Susanna Moore - 2017 Nominee
Position: Program Manager
Organization: Public Health Institute
Master of Arts (M.A.) in Social Anthropology (2011) from Latin American School of Social Sciences (FLACSO), Buenos Aires, Argentina
Additional Degrees and Certifications:
American Express Leadership Academy, Thunderbird School of Global Management (Arizona State University, 2015);
Bachelor of Arts in Anthropology, Latin American Studies and Spanish (University of Wisconsin-Madison, 2004);
Graduate of Minnesota Studies in International Development (MSID) Program (Ecuador, 2002-2003);

Awards Received:
  • Award:
    Hilldale Undergraduate/Faculty Research Fellowship Award
    Awarding Organization:
    University of Wisconsin-Madison
    Date Awarded:
    April 1, 2004
A successful and passionate advocate for youth leadership in sexual and reproductive health and rights, she manages GOJoven International and co-chairs the Implementing Best Practices in Reproductive Health Consortium of WHO, USAID and UNFPA. – Esther Tahrir, Senior Program Director at Public Health Institute
Describe your contributions to and achievements in family planning.

Through CSOs in Argentina and the U.S., I’ve worked to help secure an enabling environment for FP access by women & girls across the Global South, particularly in Latin America & the Caribbean. I've supported over 50 women’s and SRHR organization’s to articulate joint advocacy around the CPD, CSW, UNGASS on HIV/AIDS, and MDG and SDG processes, achieving the inclusion of progressive language around FP access. I supported 6 youth-led NGOs across Mexico and Central America build their organizational capacity to train thousands of adolescents, hundreds of new youth leaders, and dozens of educators & service providers about youth-friendly FP services for those most in need. In partnership with WHO, I support 45 leading FP CSOs worldwide in coordinating exchange of best practices for scale-up.

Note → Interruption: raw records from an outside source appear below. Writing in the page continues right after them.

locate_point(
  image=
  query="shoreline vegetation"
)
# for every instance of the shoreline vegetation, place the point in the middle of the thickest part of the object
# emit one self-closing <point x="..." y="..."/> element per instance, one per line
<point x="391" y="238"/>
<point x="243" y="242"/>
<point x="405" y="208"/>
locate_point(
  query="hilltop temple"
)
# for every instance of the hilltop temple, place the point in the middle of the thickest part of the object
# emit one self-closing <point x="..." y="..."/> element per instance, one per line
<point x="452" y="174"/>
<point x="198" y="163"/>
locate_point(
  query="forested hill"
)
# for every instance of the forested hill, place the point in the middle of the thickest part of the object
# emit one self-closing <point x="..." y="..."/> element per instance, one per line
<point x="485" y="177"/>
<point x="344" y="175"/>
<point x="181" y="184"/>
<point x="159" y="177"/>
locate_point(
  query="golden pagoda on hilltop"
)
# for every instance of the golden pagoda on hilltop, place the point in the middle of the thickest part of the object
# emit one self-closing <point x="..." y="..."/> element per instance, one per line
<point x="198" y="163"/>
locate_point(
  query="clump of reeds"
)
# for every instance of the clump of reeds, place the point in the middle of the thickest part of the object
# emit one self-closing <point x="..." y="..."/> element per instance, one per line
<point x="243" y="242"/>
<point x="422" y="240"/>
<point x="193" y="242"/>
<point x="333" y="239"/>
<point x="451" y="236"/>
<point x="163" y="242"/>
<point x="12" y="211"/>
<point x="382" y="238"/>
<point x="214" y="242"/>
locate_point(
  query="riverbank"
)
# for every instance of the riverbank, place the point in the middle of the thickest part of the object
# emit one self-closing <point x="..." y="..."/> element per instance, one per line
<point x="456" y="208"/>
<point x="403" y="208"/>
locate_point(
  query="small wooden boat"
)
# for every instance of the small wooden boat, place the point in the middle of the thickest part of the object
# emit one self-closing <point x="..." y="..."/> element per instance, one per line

What sparked your passion for family planning?

Upon studying women’s & youth human rights issues across Latin America as a Anthropologist, I began to see one common denominator emerge. Reproductive empowerment is the key to realizing our dreams as youth and as women! Ever since, I’ve been working to build enabling environments in which women & girls are guaranteed the fundamental human right of accessing modern contraceptive methods, free of all forms of discrimination or coercion at the interpersonal, institutional and societal levels.

Give one or two examples of how you display leadership in your family planning work.:

My commitment to the mission & values of my work drives me to enthusiastically assume new challenges, no matter where in the FP/RH arena. This has given me the opportunity to promote FP from a myriad of angles, from grassroots capacity-building, organizational development and leadership training to international best practices knowledge management and policy advocacy. I never lose my focus on building the positive human relationships that make our community of advocates thrive and achieve.

If you are named a winner of 120 under 40, how will you use this new platform and the $1000 grant to advance your work? :

I will convene a strategy group with 10 young women FP leaders in Latin America, aiming to bring greater visibility to the impacts of FP access for the most marginalized communities of women & girls. We will showcase specific communities facing elevated FP need, in which our work as advocates is making a difference. By engaging high-level stakeholders as spokespeople for these communities, we will mobilize political will and crowdsource funding for new local, youth-led FP initiatives.